Sam Myers AB '87, MPH '07 has always been curious about how our disruption of nature affects human health. Now, as director of the Planetary Health Alliance at Harvard, he helps lead a rapidly growing movement focused on how our degradation of the natural world has become a crucial threat to our existence.
While researching at the Harvard Chan School of Public Health, he dove deep into agricultural journals and discovered something alarming: growing food crops such as potatoes, rice, and wheat in artificial conditions (like greenhouses) with elevated C02 levels causes them to lose the essential nutrients iron and zinc, leading to global nutritional deficiencies.
This led him to explore how other environmental changes caused by human activity impact health—including how declines in pollinators affect global food supply, how warming oceans alter the distribution of fisheries and cause nutrient loss, and how fires from land use in Indonesia led to premature deaths from air pollution.

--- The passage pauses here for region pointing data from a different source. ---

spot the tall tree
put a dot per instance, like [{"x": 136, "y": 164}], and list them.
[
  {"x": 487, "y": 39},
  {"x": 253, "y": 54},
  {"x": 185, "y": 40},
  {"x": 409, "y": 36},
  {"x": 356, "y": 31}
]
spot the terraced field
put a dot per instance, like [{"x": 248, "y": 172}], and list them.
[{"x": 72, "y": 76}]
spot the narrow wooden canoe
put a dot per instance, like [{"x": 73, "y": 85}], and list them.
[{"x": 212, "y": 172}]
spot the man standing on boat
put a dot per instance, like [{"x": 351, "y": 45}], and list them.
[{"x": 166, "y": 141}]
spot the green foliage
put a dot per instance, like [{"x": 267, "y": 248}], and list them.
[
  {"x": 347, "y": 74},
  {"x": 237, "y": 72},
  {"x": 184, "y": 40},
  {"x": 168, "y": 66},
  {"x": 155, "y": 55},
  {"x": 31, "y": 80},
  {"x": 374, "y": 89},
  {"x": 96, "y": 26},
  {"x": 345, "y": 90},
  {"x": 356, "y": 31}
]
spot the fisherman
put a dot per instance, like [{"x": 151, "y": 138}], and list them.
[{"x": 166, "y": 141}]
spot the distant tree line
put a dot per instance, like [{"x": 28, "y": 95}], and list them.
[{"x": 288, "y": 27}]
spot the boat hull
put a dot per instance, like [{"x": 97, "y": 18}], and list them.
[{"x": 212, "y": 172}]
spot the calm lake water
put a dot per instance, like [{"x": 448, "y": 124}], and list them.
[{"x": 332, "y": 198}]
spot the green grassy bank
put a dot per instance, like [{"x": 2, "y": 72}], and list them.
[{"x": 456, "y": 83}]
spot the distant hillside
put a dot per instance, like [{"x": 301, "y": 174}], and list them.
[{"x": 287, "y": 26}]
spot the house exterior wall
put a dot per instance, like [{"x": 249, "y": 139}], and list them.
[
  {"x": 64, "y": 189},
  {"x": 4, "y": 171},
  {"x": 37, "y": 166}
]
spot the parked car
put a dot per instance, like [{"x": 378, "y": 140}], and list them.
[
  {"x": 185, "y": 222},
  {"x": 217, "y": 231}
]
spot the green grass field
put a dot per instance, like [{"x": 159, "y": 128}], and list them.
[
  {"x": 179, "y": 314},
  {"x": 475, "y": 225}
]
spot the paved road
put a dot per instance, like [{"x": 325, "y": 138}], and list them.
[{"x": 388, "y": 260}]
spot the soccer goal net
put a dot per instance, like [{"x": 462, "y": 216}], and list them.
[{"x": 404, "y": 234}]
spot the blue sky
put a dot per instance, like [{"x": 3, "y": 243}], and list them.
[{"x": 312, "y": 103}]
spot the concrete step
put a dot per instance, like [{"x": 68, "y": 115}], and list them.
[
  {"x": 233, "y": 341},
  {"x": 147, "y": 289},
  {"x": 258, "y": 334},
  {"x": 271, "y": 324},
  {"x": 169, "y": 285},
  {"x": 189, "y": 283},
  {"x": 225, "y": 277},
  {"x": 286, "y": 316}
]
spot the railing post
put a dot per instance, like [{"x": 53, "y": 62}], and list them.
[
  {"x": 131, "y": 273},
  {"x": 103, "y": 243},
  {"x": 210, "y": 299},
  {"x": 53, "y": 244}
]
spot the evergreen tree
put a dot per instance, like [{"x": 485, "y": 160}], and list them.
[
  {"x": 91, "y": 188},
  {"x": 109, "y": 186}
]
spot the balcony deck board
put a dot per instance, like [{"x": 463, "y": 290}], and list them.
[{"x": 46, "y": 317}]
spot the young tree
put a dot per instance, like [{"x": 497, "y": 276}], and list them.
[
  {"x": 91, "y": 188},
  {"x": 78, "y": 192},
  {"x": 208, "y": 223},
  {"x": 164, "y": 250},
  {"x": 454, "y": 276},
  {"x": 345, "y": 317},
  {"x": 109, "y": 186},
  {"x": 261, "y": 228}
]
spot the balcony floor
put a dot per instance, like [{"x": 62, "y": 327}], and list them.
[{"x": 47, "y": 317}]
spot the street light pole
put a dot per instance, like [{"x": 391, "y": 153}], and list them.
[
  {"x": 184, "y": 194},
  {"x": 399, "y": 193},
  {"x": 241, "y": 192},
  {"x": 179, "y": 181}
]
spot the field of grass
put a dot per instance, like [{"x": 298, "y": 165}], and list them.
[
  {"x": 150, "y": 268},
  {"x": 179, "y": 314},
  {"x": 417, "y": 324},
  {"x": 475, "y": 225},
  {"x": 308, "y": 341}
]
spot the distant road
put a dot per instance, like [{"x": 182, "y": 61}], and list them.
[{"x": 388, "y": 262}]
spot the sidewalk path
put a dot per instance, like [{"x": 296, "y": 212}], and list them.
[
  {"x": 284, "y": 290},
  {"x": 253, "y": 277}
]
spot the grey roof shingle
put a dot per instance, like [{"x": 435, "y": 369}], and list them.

He realized that these urgent issues were all interconnected.
“Climate is only one of the really important ways we’re disrupting nature,” he says. “Biodiversity loss; the pollution of air, water, and soil; resource scarcity—all these changes to natural systems are happening at the fastest rates in the history of our species and interacting with each other to affect core aspects of human health.”
This realization led him to form the Planetary Health Alliance in 2016. Consisting of 270 organizations in over 57 countries, this academic community trains investigators and clinicians, pursues multilateral policies with business and government leaders, develops communications, and builds the framework of planetary health by translating research into action.
“The challenges that we’re facing are so big, and the pace of change is so fast, that working on these issues project by project isn’t going to get us where we need to go,” says Myers. “The world needs to wake up to the reality that our disruption of natural systems is becoming an urgent threat to our own survival.”
“The series of conversations we’ve been having about particular environmental problems is morphing into one single conversation about social justice and human survival,” he says. “It’s no longer just ‘what’s going to happen to the polar bear’—it’s ‘what’s going to happen to us’”?